PERNA Fabrice, Mercader. L’assassin de Trotsky, tome 1, dessin Stéphane BERVAS, couleur Christian Lerolle, Glénat, 2024, 56 p. 14€95 ; PERNA Fabrice, Mercader. L’assassin de Trotsky, tome 2, dessin Stéphane BERVAS, couleur Christian LEROLLE, Glénat, 2025, 56 p. 14€95.
La
bande dessinée est un thriller autant qu’un roman d’espionnage traditionnel.

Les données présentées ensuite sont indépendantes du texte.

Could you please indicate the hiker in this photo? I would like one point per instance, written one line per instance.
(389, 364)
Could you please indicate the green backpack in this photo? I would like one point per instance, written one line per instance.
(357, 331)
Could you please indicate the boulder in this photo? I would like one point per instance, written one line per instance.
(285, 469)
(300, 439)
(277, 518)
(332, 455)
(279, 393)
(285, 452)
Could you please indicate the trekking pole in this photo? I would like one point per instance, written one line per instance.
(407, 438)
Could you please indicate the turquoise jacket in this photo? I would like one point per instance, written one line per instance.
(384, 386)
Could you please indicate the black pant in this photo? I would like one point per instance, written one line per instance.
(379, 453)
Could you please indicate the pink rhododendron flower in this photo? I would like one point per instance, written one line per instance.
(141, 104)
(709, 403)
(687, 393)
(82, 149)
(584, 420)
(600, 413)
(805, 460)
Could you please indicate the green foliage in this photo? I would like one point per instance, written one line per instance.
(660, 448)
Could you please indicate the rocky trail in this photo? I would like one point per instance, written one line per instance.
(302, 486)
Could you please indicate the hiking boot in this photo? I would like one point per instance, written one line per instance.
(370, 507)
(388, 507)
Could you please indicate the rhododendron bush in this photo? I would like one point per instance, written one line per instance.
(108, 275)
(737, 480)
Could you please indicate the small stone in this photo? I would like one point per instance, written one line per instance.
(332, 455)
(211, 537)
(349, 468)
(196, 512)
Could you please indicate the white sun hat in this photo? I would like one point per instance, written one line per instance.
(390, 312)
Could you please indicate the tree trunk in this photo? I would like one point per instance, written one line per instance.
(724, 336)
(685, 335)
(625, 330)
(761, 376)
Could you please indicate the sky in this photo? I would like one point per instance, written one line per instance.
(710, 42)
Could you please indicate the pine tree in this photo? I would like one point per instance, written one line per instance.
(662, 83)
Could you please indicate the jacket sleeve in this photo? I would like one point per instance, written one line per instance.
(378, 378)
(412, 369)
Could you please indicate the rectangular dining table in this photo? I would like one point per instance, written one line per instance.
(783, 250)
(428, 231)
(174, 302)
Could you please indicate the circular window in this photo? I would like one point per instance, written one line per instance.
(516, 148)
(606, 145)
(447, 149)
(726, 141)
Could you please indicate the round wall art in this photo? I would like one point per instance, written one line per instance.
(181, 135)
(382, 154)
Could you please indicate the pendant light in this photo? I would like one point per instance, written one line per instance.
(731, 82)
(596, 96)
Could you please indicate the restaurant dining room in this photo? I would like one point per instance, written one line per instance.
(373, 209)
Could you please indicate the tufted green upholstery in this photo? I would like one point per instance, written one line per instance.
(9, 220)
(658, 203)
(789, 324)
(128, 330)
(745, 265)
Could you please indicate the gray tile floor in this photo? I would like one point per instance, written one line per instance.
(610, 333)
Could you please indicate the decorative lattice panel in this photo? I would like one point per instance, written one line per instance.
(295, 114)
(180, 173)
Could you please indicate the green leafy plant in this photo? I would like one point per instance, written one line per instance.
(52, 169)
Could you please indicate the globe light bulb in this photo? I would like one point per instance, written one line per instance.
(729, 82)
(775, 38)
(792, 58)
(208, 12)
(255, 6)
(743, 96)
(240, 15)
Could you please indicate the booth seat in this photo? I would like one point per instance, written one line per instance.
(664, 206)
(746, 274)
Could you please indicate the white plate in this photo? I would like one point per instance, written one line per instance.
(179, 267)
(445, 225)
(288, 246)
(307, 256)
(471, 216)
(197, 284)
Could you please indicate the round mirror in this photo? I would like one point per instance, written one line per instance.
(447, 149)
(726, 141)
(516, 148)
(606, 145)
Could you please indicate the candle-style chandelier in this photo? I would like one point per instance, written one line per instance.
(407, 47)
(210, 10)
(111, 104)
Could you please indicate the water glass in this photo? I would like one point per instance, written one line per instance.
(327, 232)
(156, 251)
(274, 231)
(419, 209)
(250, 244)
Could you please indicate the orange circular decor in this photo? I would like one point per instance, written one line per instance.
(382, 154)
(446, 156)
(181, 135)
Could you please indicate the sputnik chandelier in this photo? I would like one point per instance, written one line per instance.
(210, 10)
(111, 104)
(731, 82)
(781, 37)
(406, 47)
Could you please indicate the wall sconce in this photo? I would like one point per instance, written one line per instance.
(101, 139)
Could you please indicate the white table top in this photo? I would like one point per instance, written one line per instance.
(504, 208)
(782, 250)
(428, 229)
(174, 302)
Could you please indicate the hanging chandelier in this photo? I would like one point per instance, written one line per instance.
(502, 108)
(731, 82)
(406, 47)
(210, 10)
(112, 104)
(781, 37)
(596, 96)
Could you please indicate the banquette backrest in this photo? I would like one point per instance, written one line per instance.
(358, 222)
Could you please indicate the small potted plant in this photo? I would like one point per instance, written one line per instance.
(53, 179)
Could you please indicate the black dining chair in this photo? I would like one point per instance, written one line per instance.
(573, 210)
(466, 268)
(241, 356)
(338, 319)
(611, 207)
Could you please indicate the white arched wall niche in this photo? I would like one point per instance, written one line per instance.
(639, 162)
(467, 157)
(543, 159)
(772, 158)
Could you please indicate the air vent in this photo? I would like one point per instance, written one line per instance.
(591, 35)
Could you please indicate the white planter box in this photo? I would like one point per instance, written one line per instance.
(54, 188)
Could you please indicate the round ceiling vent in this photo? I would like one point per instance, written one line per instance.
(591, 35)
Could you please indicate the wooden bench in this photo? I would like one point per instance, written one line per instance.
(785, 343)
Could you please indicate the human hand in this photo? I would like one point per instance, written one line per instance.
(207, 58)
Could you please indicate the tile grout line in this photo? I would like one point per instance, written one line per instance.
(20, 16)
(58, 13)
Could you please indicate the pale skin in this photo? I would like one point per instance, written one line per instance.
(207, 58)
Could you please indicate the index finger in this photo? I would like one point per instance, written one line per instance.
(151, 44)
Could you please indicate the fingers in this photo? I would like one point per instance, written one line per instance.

Les dessins de Stéphane Bervas guident le lectorat vers ce dernier genre, dès
les premières planches. Tout part d’un suicide apparent, puis des identités
multiples du mort. L’identité est la première piste thématique générale
poursuivie par le scénariste Fabrice Perna : Raymond, Jacques Mornard,
Franck Jackson ou encore Ramon Mercader. Mais on n’est pas à Mexico en 1940,
lieu et année de l’assassinat de Trotsky orchestré par le régime stalinien,
mais à Prague en 1978.
Quel
est donc cet homme suicidé, détenteur d’un manuscrit qui semble accréditer
qu’il serait le fameux Mercader, ex lieutenant de milices en 1937 en Espagne, où
il est recruté et formé comme agent des services secrets russes avec pour
mission de tuer Trotsky ? On le sait, Mercader avait été envoyé à Paris,
où il séduit Sylvia Ageloff. Celle-ci est une adhérente américaine de la
Quatrième Internationale (constituée par les trotskistes), qui côtoie le vieux
révolutionnaire.
Sont
présents aussi dans la bande dessinée, les habitués de la villa-forteresse de
Coyoacán dont le couple Rosmer, des communistes staliniens mexicains, la mère
de Mercader, la communiste catalane Cardidad, le compagnon de celle-ci, Leonid
Eitingon dirigeant du NKVD, les services secrets staliniens. Caridad entretient
une relation manipulatrice avec son fils, qui lui est passionnément attaché, ce
qui donne lieu à la part de fiction particulièrement aboutie de Perna à partir
d’une interprétation psychanalytique…
Très
documentée, l’œuvre de Perna et Bervas, colorée par Lerolle, rend compte de
l’attentat échoué du 24 mai 1940, en traitant la thèse de l’auto-attentat à
laquelle penche la police mexicaine. Leur œuvre présente enfin sobrement la
séance de travail supposée entre Mercader et Trotsky dans son bureau, le 20
août 1940, où Mercader assassine Trotsky d’un coup de piolet.
La
bande dessinée introduit aussi à la compréhension par Trotsky, de la
bureaucratie stalinienne comme « la clique totalitaire du Kremlin
qui s’appuie sur « les prétendants à la domination totalitaire »[1]. En mêlant récit
historique et intrigue policière, Perna rend vivant un épisode sanglant de la
contre-révolution stalinienne en URSS, particulièrement symbolique de par la
personnalité de la victime. Perna crée des personnages non historiques pour
personnages principaux. Le policier, Pavel, par exemple, qui veut découvrir les
ressorts complets de l’affaire, est lui-même suivi par le KGB et les services
secrets tchèques staliniens à l’époque. En mettant en avant des personnages
fictifs, Perna insuffle une intrigue qui sollicite lecteur et lectrice. Perna
joue aussi des pistes interprétatives où il se trouve en liberté de création.
Ainsi, explore-t-il la relation de Mercader à sa mère, ébauchant une hypothèse
psycho-affective à la source explicative de son acte. Mais l’hypothèse reste
intelligemment à l’état d’hypothèse, le récit historique, alors relançant
l’histoire. C’est ce va et vient de la fiction pure à l’accréditation
historique des épisodes narrés et dessinés qui donne toute sa dynamique à
l’œuvre. Lecture agréable, il s’agit aussi d’une lecture instructive mais aussi
d’une lecture qui entretient une mémoire révolutionnaire contre le
totalitarisme dont parlait déjà Trotsky, et dont l’actualité ne se dément pas,
sous des oripeaux politiques très divers.
Philippe
Geneste
Nota Bene : En complément de la bande dessinée, recommandons Broué, Pierre, Trotsky, Paris, Fayard, 1988, 1105 p. ; Broué, Pierre, L’Assassinat de Trotsky, Paris, éditions Complexe, 1980, 192 p.
[1] Trotsky,
Léon, Œuvres, juin 1940- août 1940, tome 24, publiées sous la
direction de Pierre Broué, introduction et notes de Pierre Broué, Paris, 1987,
Publications de l’Institut Léon Trotsky401 p. – p 313.